Le régime birman a demandé à l'opposante Aung San Suu Kyi, dont le parti a été dissous l'an passé, de cesser ses activités politiques, l'avertissant aussi du risque qu'elle prendrait à effectuer le voyage en province annoncé il y a quelques semaines.

Le ministre des Affaires intérieures a écrit à la Ligue nationale pour la Démocratie (LND, dissoute) de Mme Suu Kyi, lui indiquant qu'elle violait la loi en conservant ouvert le siège du parti et en émettant des communiqués, selon le quotidien New Light of Myanmar, considéré comme porte-parole du régime.

«S'ils veulent vraiment accepter et pratiquer la démocratie efficacement, ils doivent cesser de tels actes qui peuvent porter atteinte à la paix, à la stabilité et à l'État de droit ainsi qu'à l'unité du peuple», a-t-il expliqué en suggérant que la Ligue se transforme en «organisation sociale».

Le quotidien a par ailleurs tenté de dissuader la «Dame» de Rangoun d'effectuer une tournée. «Nous craignons énormément que si Mme Aung San Suu Kyi effectue des voyages dans les régions du pays, cela entraîne le chaos et des émeutes, comme de précédents événements l'ont prouvé».

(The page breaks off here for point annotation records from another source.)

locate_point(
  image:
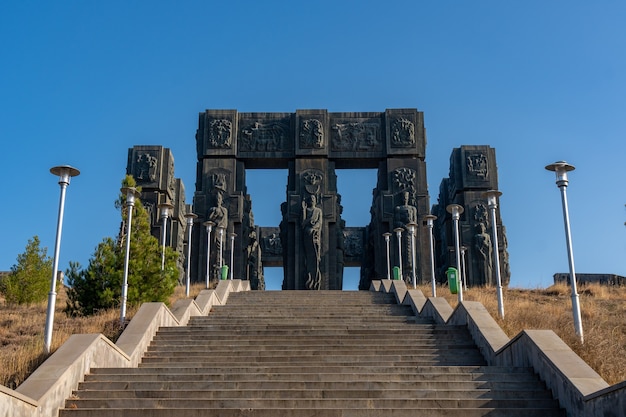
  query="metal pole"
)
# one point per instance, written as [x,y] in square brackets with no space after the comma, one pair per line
[462,273]
[398,231]
[209,225]
[561,168]
[221,232]
[412,227]
[232,254]
[387,235]
[456,212]
[131,193]
[165,212]
[429,223]
[190,217]
[65,172]
[493,204]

Une allusion directe à 2003, lorsque Mme Suu Kyi et son équipe avaient été agressées dans une embuscade semble-t-il orchestrée par la junte, qui avait fait une centaine de morts selon la LND, quatre selon la junte. L'agression avait conduit à son placement en résidence surveillée.

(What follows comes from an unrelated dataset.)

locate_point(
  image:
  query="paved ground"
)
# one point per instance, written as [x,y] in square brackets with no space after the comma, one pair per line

Mais la lauréate du prix Nobel de la paix a suggéré mercredi qu'elle ne baisserait pas les bras. «Le peuple, c'est la politique», a-t-elle déclaré aux jeunes de la LND. «Voyager parmi les gens, ce n'est pas pour s'amuser mais pour rester en contact avec eux».

Interrogée par l'AFP sur les dates de son voyage, elle n'a pas répondu clairement. «J'irai, mais pas maintenant», a-t-elle dit, en évoquant la saison des pluies. «Nous devons attendre de bonnes conditions météo».

La LND avait été dissoute en 2010 après avoir décidé de boycotter les législatives de novembre, les premières depuis vingt ans. Ses cadres jugeaient que les lois électorales avaient été conçues pour en écarter l'opposante, qui n'a été libérée de résidence surveillée qu'après le scrutin.

Les élections, considérées comme une mascarade en Occident, ont depuis permis à la junte de convoquer un parlement. Avant de s'auto-dissoudre et de passer la main à un régime dit «civil» mais contrôlé par les militaires.

Le généralissime Than Shwe, qui a exercé un pouvoir absolu sur le pays depuis 1992, a pris sa retraite. Mais le nouveau président n'est autre que le Premier ministre sortant et ex-général Thein Sein.

Lors de son dernier voyage en 2003, la junte était effrayée par l'immense popularité d'une opposante qui avait remporté haut-la-main les élections de 1990, sans jamais être autorisée à exercer le pouvoir.

Depuis, la lauréate du prix Nobel de la paix, 66 ans, s'est isolée du processus politique en n'étant pas représentée au parlement. Mais elle reste surveillée de près.

«Les autorités sont très certainement gênées à l'idée de voir Suu Kyi tester à nouveau sa popularité en province, surtout si elle choisit de se rendre dans des fiefs de la LND comme Mandalay (centre) pour raviver ses troupes», a estimé Renaud Egreteau, spécialiste de la Birmanie à l'université de Hong Kong.

La «Dame» de Rangoun, soucieuse de conserver son aura sur le plan international, multiplie les interventions publiques.

Mardi, elle a estimé dans un message sur la radio britannique BBC que son peuple «enviait» les «transitions rapides» de Tunisie et d'Egypte. Il y a une semaine, elle avait aussi demandé le soutien du congrès américain à la création d'une commission d'enquête de l'ONU sur les droits de l'homme en Birmanie.

«Ce n'est pas tant ses prises de position qui inquiètent le pouvoir», a pourtant relevé Renaud Egreteau, que «sa capacité à mobiliser la population birmane, surtout en dehors des cercles urbains de Rangoun».